Venture Capital Activity:

Austrian HealthTech VC Calm/Storm closed its second fund at €30 million, which is already deployed across 25 companies, signaling sustained early-stage investment interest.

 Plural backed brain monitoring startup CoMind in a $60 million round. The London-based startup develops a non-invasive device to measure blood flow and pressure in the brain.

M&A and Market Consolidation

Occupational Health Devices: French company FIM Medical acquired Germany-based Vistec, a specialist in vision screening devices. This acquisition makes FIM Medical the largest developer and distributor of European occupational healthcare devices by revenue, demonstrating a trend toward consolidation for international expansion.

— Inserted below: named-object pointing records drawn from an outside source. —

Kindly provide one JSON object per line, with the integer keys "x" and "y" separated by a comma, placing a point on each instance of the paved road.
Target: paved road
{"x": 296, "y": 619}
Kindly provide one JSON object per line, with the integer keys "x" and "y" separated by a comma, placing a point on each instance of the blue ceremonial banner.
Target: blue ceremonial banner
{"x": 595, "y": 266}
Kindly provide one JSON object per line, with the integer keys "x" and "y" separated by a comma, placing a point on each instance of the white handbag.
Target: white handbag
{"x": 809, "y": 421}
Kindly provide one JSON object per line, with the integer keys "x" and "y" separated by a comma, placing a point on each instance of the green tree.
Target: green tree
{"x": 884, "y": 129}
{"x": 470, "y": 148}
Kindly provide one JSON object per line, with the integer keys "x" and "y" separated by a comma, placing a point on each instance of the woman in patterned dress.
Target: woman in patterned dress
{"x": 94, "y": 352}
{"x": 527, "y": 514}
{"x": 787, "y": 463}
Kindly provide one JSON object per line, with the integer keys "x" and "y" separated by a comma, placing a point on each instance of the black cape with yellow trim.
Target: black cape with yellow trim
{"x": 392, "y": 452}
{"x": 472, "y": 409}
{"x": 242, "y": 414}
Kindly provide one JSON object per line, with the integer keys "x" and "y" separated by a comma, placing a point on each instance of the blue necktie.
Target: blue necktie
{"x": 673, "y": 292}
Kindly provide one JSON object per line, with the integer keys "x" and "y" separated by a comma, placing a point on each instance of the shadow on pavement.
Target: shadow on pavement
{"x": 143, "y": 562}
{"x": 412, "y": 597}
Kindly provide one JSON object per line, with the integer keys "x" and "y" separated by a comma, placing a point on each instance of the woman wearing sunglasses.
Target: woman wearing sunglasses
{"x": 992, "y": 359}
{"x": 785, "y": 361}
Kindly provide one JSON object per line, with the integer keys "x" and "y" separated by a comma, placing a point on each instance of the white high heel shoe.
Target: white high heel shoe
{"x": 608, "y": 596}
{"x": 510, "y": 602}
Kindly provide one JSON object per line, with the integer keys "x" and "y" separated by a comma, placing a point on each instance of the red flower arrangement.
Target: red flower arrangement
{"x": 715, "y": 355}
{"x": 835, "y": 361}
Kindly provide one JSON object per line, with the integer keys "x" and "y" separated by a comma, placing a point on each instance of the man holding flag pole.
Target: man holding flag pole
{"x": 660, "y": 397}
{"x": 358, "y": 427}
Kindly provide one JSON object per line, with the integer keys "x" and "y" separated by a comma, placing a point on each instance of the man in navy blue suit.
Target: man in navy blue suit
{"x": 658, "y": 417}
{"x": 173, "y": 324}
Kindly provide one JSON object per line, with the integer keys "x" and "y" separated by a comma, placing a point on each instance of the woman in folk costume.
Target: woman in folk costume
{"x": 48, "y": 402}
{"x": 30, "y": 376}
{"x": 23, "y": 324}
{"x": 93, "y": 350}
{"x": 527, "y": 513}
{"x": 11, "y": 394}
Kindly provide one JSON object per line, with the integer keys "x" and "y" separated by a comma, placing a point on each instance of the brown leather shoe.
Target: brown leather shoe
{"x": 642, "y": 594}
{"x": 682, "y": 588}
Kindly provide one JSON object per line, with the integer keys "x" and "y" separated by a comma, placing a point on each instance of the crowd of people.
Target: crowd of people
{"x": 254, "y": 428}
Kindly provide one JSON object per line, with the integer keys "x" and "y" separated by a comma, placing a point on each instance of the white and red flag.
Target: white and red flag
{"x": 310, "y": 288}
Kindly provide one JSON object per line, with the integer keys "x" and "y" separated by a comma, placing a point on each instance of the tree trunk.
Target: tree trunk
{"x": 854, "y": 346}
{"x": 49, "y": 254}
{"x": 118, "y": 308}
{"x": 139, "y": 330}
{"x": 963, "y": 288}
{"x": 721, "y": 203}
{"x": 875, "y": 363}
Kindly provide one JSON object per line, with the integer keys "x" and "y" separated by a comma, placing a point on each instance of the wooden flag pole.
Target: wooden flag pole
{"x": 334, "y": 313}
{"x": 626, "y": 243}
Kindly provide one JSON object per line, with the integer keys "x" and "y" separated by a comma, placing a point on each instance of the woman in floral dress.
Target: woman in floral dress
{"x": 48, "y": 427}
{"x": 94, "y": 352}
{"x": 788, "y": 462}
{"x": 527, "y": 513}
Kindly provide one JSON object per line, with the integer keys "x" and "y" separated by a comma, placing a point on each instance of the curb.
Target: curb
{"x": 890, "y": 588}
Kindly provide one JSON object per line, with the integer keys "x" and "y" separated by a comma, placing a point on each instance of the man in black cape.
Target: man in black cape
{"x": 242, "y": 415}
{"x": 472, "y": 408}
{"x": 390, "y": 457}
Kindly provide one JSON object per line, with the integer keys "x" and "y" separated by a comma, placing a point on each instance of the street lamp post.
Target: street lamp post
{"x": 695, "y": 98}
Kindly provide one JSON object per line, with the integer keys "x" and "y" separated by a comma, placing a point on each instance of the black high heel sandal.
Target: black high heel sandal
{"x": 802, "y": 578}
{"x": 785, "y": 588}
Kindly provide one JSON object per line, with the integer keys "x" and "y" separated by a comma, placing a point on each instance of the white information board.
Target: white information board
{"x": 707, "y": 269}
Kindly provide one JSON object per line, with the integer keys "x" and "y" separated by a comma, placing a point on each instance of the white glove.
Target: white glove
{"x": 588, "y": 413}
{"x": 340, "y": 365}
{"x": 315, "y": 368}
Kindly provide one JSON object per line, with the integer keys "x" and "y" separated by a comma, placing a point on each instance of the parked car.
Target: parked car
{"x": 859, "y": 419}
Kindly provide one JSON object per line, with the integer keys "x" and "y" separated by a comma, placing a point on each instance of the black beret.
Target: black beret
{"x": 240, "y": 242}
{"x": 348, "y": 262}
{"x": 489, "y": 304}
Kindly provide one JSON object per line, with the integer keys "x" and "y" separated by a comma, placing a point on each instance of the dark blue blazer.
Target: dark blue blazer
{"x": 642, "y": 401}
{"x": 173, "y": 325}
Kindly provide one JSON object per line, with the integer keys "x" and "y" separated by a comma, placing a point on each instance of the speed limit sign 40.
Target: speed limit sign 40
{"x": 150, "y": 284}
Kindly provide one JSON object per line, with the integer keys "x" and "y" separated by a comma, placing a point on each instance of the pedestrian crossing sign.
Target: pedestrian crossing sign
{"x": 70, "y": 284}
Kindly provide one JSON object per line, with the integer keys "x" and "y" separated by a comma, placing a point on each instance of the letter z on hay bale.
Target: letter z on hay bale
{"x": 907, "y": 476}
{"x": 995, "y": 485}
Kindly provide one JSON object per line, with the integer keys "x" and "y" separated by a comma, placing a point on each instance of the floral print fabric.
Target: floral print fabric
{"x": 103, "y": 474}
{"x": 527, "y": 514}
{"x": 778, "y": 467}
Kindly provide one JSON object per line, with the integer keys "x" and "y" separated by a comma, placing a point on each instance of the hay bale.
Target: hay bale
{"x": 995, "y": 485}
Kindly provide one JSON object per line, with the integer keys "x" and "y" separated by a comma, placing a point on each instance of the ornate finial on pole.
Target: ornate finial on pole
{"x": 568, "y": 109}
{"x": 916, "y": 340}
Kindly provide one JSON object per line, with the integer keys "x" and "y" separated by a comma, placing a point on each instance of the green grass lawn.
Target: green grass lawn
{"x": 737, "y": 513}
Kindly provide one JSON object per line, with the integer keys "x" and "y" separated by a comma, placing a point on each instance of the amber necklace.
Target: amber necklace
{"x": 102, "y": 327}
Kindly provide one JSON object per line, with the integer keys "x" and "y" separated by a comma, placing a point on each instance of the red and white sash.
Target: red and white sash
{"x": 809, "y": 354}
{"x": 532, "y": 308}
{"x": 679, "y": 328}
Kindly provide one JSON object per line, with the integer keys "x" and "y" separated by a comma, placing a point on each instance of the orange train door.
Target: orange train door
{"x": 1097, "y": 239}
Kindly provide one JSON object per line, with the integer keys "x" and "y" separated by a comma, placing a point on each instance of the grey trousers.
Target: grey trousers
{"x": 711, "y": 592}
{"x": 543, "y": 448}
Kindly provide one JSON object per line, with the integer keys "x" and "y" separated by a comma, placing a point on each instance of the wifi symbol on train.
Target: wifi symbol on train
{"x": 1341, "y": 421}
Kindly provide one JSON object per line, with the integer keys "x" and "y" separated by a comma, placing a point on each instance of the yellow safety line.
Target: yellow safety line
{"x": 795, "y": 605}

Pharma/Life Sciences Deal: AstraZeneca made a strategic move by acquiring Belgian pioneer EsoBiotec for an upfront payment of $425 million (with the potential to reach $1 billion), aiming to accelerate its in vivo cell therapy platform for cancer treatments.

 Regulatory and Policy Focus

AI Regulatory Pathways: The UK's MHRA (Medicines and Healthcare products Regulatory Agency) published a pilot report for Phase 2 of its AI Airlock initiative, which provides a concrete pathway for generating evidence for AI-as-a-Medical-Device technologies within the NHS. This indicates continued, structured efforts to integrate AI into clinical practice.

These developments underscore key themes in European HealthTech: the rise of specialized virtual clinics (like women's health platforms), the increasing application of AI in clinical settings (from diagnostics to admin), and strategic M&A aimed at expanding geographic reach and product offerings.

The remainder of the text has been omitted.